Женщина шаркающей походкой медленно пошла к выходу из зала. Субботин последовал за ней.
Они вошли в соседнее полупустое помещение. Только в углу на стене висело несколько графических миниатюр.
– Вот, посмотрите, – женщина подвела Субботина к одной из них.
На крохотном рисунке ярилось грозовое небо. Потоками дождя обрушивалось на луг, темнеющие невдалеке от него одинокие деревья и маленькую речушку. Гроза бушевала, порывами ветра пригибая деревца к земле, прибивая, будто вытаптывая, траву на лугу, и вспенивала речную воду. Но из-за края чёрной тучи прорывались тоненькие, дрожащие лучи ещё не видимого солнца, даря надежду и наполняя рисунок светом.
Всё на этом миниатюрном изображении представлялось настолько реальным, что Субботину казалось, что он слышит барабанный переплеск капель, падающих в воду реки, и громкое непрерывное шлёпанье по листьям деревьев и ощущает тепло скрытого за тучами солнца.
На соседнем рисунке городскую улицу засыпало снегом. Снега было много, сугробы высоки, но он всё падал и падал. Одинокий фонарь едва освещал узенькую улочку, на краю которой стоял небольшой домик. В одном из его окон горел свет, и в этом окне Субботин, как ему казалось, ясно видел детский силуэт. Ему вспомнилось детство, как когда-то он сам стоял вот так перед окном в жарко натопленной комнате и смотрел, как на улице падает снег. Узорчатые снежинки, попадая на тёплое оконное стекло, тут же таяли и слезинками скатывались вниз. За спиной, тихо напевая, хлопотала по хозяйству мама: от нахлынувших воспоминаний стало так грустно, что хотелось плакать.
– Город зимний,
Город дивный,
Снег, как с яблонь,
Лепестками,
Словно крыльев лебединых,
Осторожное порханье,
– почти неслышно за его спиной продекламировала женщина.
– Дворники, как пчеловоды,
Смотрят снежное роенье
И заснеженной природы
Убирают настроенье,
– не отрывая от рисунка глаз, продолжил Субботин.
– Вы любите Самойлова? – удивлённо спросила женщина.
– Эти строки я помню с детства. Мне их читала мама. Она любила поэзию. Белого, Заболоцкого, Есенина, особенно Ахматову.
– У Вашей мамы хороший вкус. А из современных поэтов ей кто-нибудь нравится?
– Не дожила она до современных. Мамы не стало, когда мне было двадцать, – глухо ответил Субботин, оборачиваясь.
– Извините, – он заметил, как стушевалась после его слов женщина.
– Ничего, Вы не могли этого знать.
– Как Вам рисунки? – спросила она, стараясь замять свою неловкость.

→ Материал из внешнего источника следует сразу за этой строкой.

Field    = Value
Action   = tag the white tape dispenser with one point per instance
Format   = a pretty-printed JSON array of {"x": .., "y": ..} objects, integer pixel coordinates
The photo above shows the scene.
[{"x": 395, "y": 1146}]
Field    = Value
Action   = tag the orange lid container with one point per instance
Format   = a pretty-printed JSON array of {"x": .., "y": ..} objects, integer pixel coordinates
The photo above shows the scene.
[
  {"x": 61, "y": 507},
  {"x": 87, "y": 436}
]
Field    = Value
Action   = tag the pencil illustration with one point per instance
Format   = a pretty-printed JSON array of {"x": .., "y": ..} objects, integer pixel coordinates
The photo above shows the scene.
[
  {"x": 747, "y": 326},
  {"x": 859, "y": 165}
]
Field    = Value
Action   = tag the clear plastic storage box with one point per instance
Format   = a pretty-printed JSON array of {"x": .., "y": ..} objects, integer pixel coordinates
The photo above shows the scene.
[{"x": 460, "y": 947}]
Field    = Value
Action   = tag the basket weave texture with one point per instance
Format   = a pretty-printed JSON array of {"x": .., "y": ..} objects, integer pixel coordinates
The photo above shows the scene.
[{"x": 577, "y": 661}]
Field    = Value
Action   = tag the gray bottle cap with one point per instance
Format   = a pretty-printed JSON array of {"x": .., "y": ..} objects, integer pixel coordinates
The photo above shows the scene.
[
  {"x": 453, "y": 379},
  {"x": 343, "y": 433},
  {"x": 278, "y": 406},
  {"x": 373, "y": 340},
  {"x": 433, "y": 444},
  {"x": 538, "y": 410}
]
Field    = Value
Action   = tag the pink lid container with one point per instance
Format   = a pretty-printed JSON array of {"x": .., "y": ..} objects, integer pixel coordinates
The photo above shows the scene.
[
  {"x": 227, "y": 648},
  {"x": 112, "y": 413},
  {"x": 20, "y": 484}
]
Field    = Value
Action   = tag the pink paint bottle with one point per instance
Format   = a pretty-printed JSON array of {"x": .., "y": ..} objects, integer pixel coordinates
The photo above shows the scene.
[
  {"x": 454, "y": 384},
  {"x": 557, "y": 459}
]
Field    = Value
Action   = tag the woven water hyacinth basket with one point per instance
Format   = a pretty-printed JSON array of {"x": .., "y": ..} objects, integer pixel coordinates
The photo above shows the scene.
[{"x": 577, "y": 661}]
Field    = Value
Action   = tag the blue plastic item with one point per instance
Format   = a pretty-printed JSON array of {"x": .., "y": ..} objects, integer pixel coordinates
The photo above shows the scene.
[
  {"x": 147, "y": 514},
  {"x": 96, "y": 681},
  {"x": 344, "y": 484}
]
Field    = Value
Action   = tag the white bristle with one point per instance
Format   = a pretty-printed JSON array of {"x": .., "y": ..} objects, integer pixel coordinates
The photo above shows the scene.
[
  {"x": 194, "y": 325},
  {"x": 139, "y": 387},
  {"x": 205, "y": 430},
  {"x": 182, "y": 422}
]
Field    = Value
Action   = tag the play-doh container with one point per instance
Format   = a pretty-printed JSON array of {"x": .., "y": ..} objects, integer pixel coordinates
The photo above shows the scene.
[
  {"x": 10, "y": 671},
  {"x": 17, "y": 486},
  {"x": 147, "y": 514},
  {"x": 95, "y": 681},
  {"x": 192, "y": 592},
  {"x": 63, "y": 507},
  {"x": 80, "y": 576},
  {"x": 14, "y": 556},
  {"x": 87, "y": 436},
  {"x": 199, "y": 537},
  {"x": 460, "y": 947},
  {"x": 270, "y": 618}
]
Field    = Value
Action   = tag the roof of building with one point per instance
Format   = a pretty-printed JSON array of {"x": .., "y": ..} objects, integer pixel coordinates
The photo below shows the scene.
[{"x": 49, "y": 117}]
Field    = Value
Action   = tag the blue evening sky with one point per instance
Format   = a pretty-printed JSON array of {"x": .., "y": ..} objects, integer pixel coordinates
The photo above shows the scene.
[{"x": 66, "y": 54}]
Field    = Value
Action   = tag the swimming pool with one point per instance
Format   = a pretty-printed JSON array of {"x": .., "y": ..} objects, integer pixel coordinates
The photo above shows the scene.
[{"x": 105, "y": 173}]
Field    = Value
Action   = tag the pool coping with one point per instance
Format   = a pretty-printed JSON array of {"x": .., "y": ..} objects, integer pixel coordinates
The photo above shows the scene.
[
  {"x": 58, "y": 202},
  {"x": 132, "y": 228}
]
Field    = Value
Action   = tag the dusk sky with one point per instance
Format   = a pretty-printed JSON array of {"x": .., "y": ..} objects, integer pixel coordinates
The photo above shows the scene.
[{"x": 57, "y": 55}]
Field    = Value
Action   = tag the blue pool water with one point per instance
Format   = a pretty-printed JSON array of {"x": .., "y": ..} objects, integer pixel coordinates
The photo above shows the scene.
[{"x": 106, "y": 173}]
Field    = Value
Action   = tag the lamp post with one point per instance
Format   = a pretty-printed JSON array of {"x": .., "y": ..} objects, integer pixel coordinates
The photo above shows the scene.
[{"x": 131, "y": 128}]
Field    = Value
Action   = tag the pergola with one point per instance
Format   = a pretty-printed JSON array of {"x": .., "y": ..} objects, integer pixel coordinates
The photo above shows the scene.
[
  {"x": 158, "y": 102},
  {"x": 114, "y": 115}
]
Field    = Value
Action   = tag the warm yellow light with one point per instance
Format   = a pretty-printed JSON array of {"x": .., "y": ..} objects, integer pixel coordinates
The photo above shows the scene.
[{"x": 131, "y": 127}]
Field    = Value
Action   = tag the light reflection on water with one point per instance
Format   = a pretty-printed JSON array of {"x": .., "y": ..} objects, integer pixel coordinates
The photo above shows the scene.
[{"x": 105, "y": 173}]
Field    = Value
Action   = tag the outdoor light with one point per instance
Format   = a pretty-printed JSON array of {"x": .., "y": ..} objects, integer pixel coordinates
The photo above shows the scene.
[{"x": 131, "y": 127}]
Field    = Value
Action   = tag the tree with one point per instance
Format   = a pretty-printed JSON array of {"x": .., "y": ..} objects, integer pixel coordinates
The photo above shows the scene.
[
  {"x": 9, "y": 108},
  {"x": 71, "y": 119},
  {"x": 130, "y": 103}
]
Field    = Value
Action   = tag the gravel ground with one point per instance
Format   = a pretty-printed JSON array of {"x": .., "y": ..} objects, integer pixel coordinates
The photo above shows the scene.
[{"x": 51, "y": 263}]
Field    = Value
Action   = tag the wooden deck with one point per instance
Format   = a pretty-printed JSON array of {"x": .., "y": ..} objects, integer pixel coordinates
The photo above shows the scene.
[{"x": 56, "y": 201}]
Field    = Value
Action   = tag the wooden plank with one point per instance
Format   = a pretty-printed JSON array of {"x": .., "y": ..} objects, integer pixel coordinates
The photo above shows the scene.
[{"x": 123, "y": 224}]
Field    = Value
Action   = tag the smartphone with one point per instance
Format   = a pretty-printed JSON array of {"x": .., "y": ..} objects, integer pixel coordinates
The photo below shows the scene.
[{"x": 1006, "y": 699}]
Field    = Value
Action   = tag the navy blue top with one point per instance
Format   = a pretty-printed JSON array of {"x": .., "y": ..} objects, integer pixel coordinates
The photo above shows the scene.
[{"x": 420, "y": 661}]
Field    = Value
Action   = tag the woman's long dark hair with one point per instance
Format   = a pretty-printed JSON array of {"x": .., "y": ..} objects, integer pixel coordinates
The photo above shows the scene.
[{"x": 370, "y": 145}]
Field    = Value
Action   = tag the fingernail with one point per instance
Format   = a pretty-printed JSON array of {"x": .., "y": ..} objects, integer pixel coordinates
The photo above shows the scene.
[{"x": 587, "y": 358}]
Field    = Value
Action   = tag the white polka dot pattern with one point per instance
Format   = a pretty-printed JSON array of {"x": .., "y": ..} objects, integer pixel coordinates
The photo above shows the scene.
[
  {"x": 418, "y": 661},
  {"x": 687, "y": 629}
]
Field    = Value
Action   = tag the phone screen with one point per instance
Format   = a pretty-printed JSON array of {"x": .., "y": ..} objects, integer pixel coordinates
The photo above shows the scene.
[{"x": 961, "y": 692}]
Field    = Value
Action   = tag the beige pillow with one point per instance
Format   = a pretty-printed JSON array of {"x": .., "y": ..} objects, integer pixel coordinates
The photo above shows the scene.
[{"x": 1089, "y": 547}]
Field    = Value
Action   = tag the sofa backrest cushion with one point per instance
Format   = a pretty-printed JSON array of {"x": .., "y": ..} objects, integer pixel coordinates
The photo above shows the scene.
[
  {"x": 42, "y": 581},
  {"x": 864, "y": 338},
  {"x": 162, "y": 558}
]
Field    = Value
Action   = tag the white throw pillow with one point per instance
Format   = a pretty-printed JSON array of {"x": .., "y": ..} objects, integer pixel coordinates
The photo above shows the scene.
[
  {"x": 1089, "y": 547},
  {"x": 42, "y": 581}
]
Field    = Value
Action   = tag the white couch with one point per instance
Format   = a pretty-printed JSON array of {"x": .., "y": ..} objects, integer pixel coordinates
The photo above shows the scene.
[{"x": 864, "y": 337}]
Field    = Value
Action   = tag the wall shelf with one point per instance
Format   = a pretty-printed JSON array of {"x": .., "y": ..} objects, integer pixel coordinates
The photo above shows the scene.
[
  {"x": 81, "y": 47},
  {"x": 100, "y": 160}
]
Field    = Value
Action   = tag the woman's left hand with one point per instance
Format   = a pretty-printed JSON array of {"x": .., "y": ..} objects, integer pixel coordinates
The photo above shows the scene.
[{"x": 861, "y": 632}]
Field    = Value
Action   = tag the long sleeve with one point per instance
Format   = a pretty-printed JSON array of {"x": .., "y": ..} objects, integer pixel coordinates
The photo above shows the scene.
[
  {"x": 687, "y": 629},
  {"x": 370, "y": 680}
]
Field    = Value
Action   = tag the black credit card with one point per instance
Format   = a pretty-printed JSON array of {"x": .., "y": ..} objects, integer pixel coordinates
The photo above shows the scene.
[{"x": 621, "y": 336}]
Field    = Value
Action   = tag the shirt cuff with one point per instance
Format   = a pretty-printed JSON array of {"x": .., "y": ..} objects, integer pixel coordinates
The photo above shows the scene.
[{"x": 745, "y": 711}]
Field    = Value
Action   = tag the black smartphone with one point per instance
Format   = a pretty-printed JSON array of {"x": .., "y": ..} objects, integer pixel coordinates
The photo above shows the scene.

– Хороши. Порой не верится, что это простой карандаш, кажется, что видишь нарисованное в цвете.
– Вот видите, а говорили, что в живописи не разбираетесь.
Субботин глянул на часы. Как незаметно пролетело время, почти час.
– Вам, наверное, уже пора, – заметила женщина.
– Да, нужно идти, – он и сам знал, что надо уходить, но уходить отчего-то не хотелось.
– Идите, идите. Не заставляйте женщину ждать, даже если это Ваша дочь.
Ничего не ответив, Субботин повернулся и пошёл к выходу. У двери он оглянулся.
– Извините, к своему стыду, я не спросил Вашего имени.
– Надежда Васильевна. Но разве это важно?
– Спасибо Вам, Надежда Васильевна, – Субботин ещё хотел добавить «ещё как важно», но промолчал и вышел из зала.
Дочь Субботин заметил сразу, как только вышел из музея, на другой стороне улицы в группе молодых девушек, видимо, сокурсниц, и одного, возвышавшегося над ними на голову парня.
Лана, помахав ему рукой, попрощалась со всеми и, перебежав дорогу, быстро подошла к машине.
– Давно ждёшь? – спросил её Субботин.
– Нет, мы только подошли, – она оглянулась, обняла его и поцеловала в щёку. Это было довольно странно, потому что дочь довольно редко проявляла свои чувства по отношению к ним с женой. Потом она снова оглянулась и села в машину. Субботин, глянув на сокурсниц дочери, заметил их неподдельное удивление. Парень же просто испепелял его взглядом.
– И для кого этот спектакль, для него? – спросил он, сев за руль.
– Какой спектакль? – щёки её зарделись румянцем.
«Господи, сама невинность, – иронично подумал Субботин. – Девочка-дюймовочка. Во взгляде удивление, в голосе наигранное возмущение, смешанное с обидой».
– Между прочим, парень готов был меня убить взглядом, – заметил он.
– Ничего, пусть помучается. Заслужил, – буркнула дочь, но тут же поняла, что сама себя выдала и замолчала, поджав губы, как обиженный ребёнок.
– Хорошо, пусть мучается. Не спрашиваю, почему. Захочешь – сама расскажешь. Забыли. Сейчас у нас с тобой другая проблема. Что подарим маме на день рождения. В моей голове крутится банальный набор – хорошие духи, бельё, что-нибудь из ювелирных украшений. У тебя есть свежие идеи?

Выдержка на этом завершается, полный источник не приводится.